In their ongoing quest to find just the right Attorney General, President Bush has offered up his latest sacrificial lamb, retired federal judge Michael B. Mukasey. Mukasey is eminently qualified, with years on the bench and an outstanding career as a prosecutor, yet the appointment may face problems for reasons having nothing to do with Mukasey’s qualifications or suitability for the job.
He’s a perfect choice for Bush because he’s hard on terrorism, supports the PATRIOT Act and has written in defense of the Military Commissions Act. He’s attractive to mainline Republicans because he’s closely linked to primary frontrunner Rudy Giuliani, having worked under him as a prosecutor and because his son is a partner in Giuliani’s law firm. Despite all this he’s also got the stamp of approval of major Democrats including New York Senator Charles Schumer who put him on a list of recommended candidates submitted to President Bush and has endorsed him as a good choice for the job. He also has a real reputation for fairness, and has issued rulings which some democrats see as positive, including ruling that Jose Padilla was entitled to a defense attorney.
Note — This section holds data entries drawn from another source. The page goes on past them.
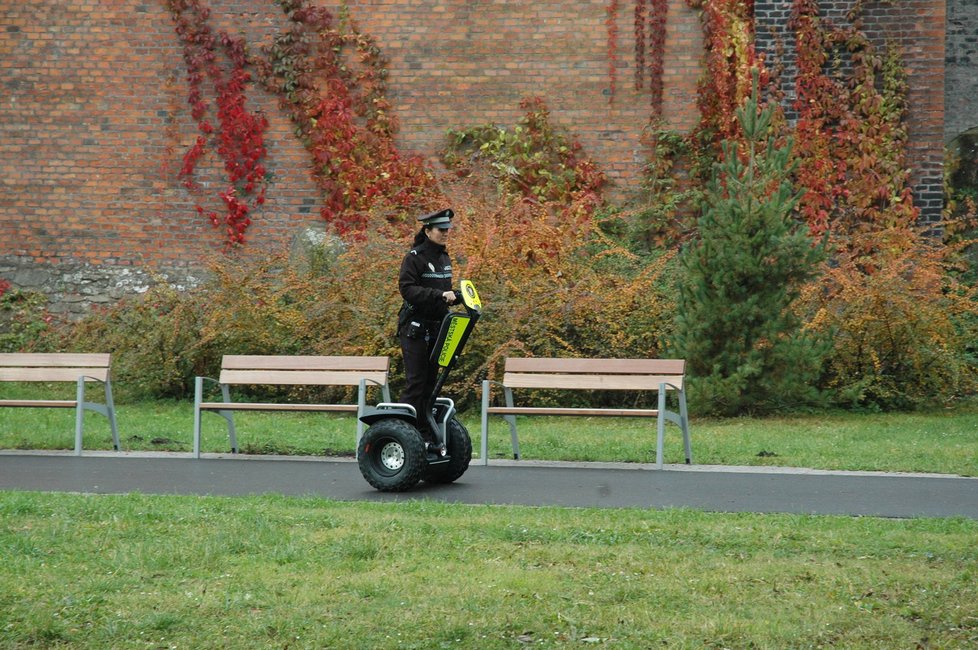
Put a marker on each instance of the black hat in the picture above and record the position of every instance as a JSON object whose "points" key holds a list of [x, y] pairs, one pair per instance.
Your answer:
{"points": [[440, 219]]}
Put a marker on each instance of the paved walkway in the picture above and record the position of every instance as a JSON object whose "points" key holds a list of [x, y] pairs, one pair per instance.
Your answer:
{"points": [[609, 485]]}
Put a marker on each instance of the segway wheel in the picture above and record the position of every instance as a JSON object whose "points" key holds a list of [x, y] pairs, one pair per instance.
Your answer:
{"points": [[391, 455], [459, 453]]}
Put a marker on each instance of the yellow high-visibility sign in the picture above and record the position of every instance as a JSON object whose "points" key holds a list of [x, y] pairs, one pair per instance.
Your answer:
{"points": [[457, 327]]}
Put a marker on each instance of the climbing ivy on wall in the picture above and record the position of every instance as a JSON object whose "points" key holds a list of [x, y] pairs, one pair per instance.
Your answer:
{"points": [[650, 24], [238, 136], [851, 132], [330, 79]]}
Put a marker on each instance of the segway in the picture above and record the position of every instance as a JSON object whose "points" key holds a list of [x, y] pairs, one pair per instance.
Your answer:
{"points": [[392, 454]]}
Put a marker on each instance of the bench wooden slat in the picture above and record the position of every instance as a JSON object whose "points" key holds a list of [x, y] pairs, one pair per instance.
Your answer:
{"points": [[589, 382], [300, 377], [52, 374], [275, 406], [543, 410], [597, 366], [54, 360], [39, 403], [273, 362], [46, 367]]}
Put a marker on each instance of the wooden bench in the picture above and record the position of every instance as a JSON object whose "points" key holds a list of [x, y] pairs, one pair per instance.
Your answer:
{"points": [[63, 367], [659, 375], [289, 371]]}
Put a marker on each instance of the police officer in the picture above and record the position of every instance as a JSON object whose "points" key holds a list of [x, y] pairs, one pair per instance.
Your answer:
{"points": [[425, 282]]}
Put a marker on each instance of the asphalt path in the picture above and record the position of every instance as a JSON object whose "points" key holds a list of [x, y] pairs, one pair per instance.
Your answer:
{"points": [[602, 485]]}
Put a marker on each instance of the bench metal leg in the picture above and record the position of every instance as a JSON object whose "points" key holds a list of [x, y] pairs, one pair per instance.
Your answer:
{"points": [[198, 398], [79, 414], [107, 409], [110, 406], [684, 423], [660, 429], [361, 406], [511, 420], [484, 446], [229, 416]]}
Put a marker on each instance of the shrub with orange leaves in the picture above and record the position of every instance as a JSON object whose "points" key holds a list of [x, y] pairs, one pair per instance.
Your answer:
{"points": [[903, 326]]}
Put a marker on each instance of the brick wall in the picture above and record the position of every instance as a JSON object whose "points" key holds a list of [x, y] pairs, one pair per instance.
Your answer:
{"points": [[94, 120], [917, 26]]}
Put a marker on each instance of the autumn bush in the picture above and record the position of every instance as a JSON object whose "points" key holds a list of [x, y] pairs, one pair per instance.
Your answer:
{"points": [[901, 322]]}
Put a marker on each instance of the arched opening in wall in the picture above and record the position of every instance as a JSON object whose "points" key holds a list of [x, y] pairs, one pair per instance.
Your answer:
{"points": [[963, 164], [961, 189]]}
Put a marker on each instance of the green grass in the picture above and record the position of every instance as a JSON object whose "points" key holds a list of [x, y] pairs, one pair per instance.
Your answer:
{"points": [[132, 571], [941, 441]]}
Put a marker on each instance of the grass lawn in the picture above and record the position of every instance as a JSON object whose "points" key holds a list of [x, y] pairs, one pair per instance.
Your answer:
{"points": [[132, 571], [135, 571], [942, 440]]}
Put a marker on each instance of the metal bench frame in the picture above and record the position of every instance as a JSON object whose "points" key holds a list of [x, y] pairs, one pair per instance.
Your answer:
{"points": [[80, 368], [658, 375], [272, 370]]}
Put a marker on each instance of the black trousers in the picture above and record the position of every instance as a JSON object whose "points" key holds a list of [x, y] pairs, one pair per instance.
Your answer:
{"points": [[419, 373]]}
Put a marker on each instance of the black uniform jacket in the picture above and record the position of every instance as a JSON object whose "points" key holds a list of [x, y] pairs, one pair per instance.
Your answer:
{"points": [[426, 273]]}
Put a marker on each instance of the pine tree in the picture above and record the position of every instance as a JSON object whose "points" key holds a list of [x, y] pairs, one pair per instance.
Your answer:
{"points": [[743, 344]]}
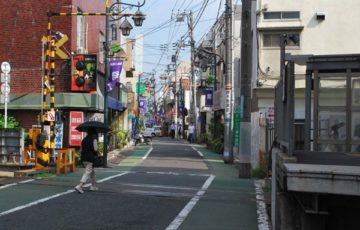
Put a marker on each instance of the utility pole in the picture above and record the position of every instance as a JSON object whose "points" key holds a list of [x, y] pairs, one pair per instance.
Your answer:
{"points": [[106, 75], [247, 59], [228, 151], [193, 81]]}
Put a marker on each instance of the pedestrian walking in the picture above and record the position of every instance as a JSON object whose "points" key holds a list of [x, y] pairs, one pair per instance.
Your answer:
{"points": [[172, 130], [89, 149], [191, 131], [179, 130]]}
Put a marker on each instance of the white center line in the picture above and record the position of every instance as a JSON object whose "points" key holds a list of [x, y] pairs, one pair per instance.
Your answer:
{"points": [[53, 196], [147, 154], [187, 209], [200, 154], [13, 184]]}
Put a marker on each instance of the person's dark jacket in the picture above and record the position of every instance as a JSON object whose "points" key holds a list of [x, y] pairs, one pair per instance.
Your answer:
{"points": [[87, 149]]}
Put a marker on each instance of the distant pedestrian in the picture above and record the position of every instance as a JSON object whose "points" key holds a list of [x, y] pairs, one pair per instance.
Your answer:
{"points": [[89, 149], [172, 130], [191, 130]]}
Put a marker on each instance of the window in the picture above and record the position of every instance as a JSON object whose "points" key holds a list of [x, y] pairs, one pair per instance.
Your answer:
{"points": [[273, 40], [281, 15]]}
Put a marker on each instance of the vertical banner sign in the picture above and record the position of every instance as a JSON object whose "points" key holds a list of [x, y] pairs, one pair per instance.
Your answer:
{"points": [[75, 137], [83, 72], [115, 70], [142, 104], [133, 128], [236, 128], [208, 96], [59, 133]]}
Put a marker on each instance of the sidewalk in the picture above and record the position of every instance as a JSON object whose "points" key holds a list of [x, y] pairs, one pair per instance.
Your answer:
{"points": [[228, 203], [237, 209]]}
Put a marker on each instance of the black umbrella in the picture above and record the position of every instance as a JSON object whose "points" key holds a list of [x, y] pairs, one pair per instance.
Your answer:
{"points": [[96, 126]]}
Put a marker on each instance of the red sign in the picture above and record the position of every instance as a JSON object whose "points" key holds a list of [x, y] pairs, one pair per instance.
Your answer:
{"points": [[75, 137]]}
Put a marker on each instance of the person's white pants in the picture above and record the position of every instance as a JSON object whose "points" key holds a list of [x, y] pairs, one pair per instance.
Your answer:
{"points": [[89, 173]]}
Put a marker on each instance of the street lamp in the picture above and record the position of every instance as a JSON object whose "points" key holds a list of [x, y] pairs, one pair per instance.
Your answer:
{"points": [[125, 27], [138, 18]]}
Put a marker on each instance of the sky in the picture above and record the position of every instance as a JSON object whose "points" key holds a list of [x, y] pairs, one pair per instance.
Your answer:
{"points": [[161, 30]]}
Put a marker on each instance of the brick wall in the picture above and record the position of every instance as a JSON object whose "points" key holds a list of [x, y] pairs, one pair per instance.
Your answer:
{"points": [[23, 24]]}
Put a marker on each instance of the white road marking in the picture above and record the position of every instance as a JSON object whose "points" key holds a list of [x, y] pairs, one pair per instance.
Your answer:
{"points": [[7, 185], [53, 196], [263, 219], [187, 209], [200, 154], [34, 203], [147, 154], [26, 181], [13, 184]]}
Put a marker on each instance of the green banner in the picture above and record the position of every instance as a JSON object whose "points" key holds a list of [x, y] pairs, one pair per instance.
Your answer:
{"points": [[236, 129]]}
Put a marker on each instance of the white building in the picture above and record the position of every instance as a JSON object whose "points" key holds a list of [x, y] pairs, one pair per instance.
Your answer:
{"points": [[322, 27]]}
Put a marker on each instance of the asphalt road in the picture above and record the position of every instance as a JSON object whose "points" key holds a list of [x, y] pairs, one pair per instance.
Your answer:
{"points": [[156, 187]]}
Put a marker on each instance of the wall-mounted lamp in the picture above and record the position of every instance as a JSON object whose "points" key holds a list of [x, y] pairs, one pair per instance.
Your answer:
{"points": [[320, 16]]}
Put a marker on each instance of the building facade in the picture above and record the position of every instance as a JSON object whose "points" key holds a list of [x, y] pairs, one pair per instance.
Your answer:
{"points": [[22, 42]]}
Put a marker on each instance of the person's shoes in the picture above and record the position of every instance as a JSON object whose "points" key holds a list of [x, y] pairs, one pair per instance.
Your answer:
{"points": [[79, 189], [93, 188]]}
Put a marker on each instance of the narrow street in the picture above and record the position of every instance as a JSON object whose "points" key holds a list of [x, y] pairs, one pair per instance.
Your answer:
{"points": [[169, 185]]}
He is also seen as more independent of Bush than former Attorney General Alberto Gonzales was. Senator Joe Biden (D-DE) commented that he was “pleased that President Bush put aside his old habits and picked an outside professional to nominate as attorney general, rather than a member of his own circle.”
Obviously the Justice Department, which has foundered for years with some pretty weak leadership, could use a firm hand. There are actual criminals and terrorists out there who are in desperate need of some justice. It certainly looks like Mukasey might be the one to provide that justice and solve some long-standing problems, including pushing the administration to resolve the situation with the terror suspects held at Guantanamo Bay. However, there’s a catch. The Democrats control Congress and the Judiciary Committee and they can hold up the appointment on a whim if they choose to.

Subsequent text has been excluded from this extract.